A more realistic concern was that they would gain influence with the czar. Which in fact was true indirectly through Czarina Evdokia. Natasha, and now Brandy, had considerable influence with Czarina Evdokia and the czarina had considerable influence with the czar. Czar Mikhail was loved, but not that well respected. Not considered . . . particularly strong. Of course, his hands were tied. The Assembly of the Land, the Zemsky Sobor, had seen to that when he was elected. Those limitations might well explain why he was so popular. When the government got blamed for something it was usually his advisors, not the czar, who got the blame. It was known that Mikhail had cried when told he had been elected czar. As well, it was known that he had refused the crown. He had continued to refuse until told that if he didn’t accept, the blood of the next Time of Troubles would be on his hands.

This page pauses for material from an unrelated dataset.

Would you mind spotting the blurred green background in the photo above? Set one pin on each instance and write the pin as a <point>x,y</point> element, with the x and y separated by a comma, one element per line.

Natasha knew the czarina, Evdokia. Before Bernie, that acquaintance would have given her family protection, but not much influence. Now that acquaintance was a way for up-time ideas to reach the czar without going through his father, who was also the patriarch of the Orthodox Church. And the ideas had gotten to Mikhail. Some of them, anyway.


Fedor Ivanovich Sheremetev, Chief of the Bureau of Records, had read the reports. That was one of the reasons that he had pushed for this general demonstration of the products of the Dacha. One of the reasons — the other being his increasing concern about the influence of the Grantville Section and the Gorchakov family. He had been forced, almost against his will, to realize the importance that the Ring of Fire was going to have on the rest of the world, including Russia.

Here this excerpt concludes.